Distributed Energy and Thermal Management of a 48-V Diesel Mild Hybrid Electric Vehicle With Electrically Heated Catalyst

Abstract

The 48-V diesel mild-hybrid electric vehicle equipped with an electrically heated catalyst is a cost-effective solution to reduce tailpipe emissions, while its supervisory control design is more challenging, due to cross-coupled energy and thermal subsystems. This article presents a distributed control design for the energy and thermal management system, aiming to optimize fuel economy and reduce catalyst warm-up time, by cooperation between electrical heating and engine load upshift. A control-oriented model of HEV and catalyst is developed, which captures the dynamics of the battery state of charge and catalyst temperature. The energy and thermal management problem is cast as a hybrid optimal control problem, to minimize entire trip fuel consumption under different switching (warm-up) times.
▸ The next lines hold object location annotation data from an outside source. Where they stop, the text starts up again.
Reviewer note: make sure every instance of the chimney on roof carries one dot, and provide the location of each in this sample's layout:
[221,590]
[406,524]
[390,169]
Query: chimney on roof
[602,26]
An off-line solution method is designed to exploit the tradeoff between fuel and warm-up time based upon hybrid minimum principle and a nested shooting algorithm. For online implementation, a distributed supervisory control is proposed, which covers both cold-start and normal operations, and is compatible with the equivalent consumption minimization strategy. Both off-line and online methods are validated in simulation, using two driving cycles and five warm-up speeds.